Barnett’s location features are based on the concept of flights and pauses. GPS coordinates are converted into a sequence of flights (straight line movements) and pauses (time spent stationary). Data is imputed before metrics are computed (https://arxiv.org/abs/1606.06328)
- Time at home. Time spent at home in minutes. Home is the most visited significant location between 8 pm and 8 am including any pauses within a 200-meter radius.
- Max home distance. Maximum distance from home in meters.
- Pause probability. The fraction of a day spent in a pause (as opposed to a flight)
- Circadian routine. A continuous metric that can take any value between 0 and 1, where 0 represents a daily routine completely different from any other sensed days and 1 a routine the same as every other sensed day.
- Wkn circadian routine. Same as Circadian routine but computed separately for weekends and weekdays.
- Distance travelled. Total distance travelled over a day.
- Radius of Gyration (RoG). It is a measure in meters of the area covered by a person over a day. A centroid is calculated for all the places (pauses) visited during a day and a weighted distance between all places and the centroid is computed. The weights are proportional to the time spent in each place.
- Maximum diameter. Largest distance in meters between any two pauses.
- Avg flight duration. Mean duration of all flights.
- Avg flight length. Mean length of all flights
- Std flight duration. The standard deviation of the duration of all flights.
- Std flight length. The standard deviation of the length of all flights.
- Significant locations. The number of significant locations visited during the day. Significant locations are computed using k-means clustering over pauses found in the whole monitoring period. The number of clusters is found iterating from 1 to 200 stopping until the centroids of two significant locations are within 400 meters of one another.
- Significant location entropy. Entropy measurement based on the proportion of time spent at each significant location visited during a day.

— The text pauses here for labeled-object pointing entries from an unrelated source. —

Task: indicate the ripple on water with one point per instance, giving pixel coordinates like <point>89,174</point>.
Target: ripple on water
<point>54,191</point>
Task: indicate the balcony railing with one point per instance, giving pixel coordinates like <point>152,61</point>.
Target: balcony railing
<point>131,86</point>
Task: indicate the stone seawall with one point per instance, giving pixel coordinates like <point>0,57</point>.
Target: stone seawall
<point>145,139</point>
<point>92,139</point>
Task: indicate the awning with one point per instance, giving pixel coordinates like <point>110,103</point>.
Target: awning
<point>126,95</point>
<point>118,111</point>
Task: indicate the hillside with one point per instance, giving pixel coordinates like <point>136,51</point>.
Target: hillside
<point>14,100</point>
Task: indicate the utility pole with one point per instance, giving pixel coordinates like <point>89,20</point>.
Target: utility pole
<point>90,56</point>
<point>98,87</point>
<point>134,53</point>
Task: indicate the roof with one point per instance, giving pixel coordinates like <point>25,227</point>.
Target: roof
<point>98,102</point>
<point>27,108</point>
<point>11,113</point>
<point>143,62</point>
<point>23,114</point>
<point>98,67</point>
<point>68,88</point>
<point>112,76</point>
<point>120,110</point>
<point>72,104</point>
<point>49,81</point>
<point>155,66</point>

Available epochs: daily, morning, afternoon, evening, and night
Notes. An unlock episode is considered as the time between an unlock event and a lock event. iOS recorded these episodes reliable (albeit duplicated lock events within milliseconds from each other). However, in Android there are multiple consecutive unlock/lock events so we keep the closest pair. This happens because ACTION_SCREEN_OFF and ON are "sent when the device becomes non-interactive which may have nothing to do with the screen turning off" see this link
- Count on: count of screen on events (only available for Android)

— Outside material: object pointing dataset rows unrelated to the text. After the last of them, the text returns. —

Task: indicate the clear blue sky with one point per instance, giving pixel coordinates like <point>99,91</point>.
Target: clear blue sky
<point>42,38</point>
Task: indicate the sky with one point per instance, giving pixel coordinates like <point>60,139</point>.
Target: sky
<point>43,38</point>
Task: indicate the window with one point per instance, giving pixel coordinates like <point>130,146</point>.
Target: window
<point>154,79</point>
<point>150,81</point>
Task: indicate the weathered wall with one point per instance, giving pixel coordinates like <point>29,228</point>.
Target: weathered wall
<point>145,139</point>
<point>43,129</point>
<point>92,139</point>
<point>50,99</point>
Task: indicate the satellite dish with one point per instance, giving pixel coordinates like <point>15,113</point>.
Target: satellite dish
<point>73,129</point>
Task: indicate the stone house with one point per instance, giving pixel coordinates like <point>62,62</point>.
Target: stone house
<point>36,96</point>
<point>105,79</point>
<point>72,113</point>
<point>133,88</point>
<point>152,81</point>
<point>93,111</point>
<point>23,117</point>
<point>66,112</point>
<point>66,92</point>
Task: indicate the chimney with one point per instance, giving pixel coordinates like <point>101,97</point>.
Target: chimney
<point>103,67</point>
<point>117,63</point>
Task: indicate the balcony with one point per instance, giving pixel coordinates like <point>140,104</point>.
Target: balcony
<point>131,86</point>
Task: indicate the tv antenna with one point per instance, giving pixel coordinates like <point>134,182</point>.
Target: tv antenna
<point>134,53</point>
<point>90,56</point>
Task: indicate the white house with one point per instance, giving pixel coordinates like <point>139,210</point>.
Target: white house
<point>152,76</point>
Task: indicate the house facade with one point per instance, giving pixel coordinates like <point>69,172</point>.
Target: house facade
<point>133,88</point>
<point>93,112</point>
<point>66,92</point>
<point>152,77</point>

- Count unlock: count of screen unlock events
- Diff count on off: For debug purposes, on and off events should come in pairs, difference should be close to zero then.
- Diff count unlock lock, For debug purposes, unlock and lock events should come in pairs, difference should be close to zero then.
- Sum duration unlock: sum duration of unlock episodes
- Max duration unlock: maximum duration of unlock episodes
- Min duration unlock: minimum duration of unlock episodes
- Average duration unlock: average duration of unlock episodes
- Std duration unlock: standard deviation of the duration of unlock episodes
Available epochs: daily, morning, afternoon, evening, and night
Notes. eart rate zones contain 4 zones: out_of_range zone, fat_burn zone, cardio zone, and peak zone. Please refer to the [Fitbit documentation](https://help.fitbit.com/articles/en_US/Help_article/1565) for the detailed informations of how to define those zones.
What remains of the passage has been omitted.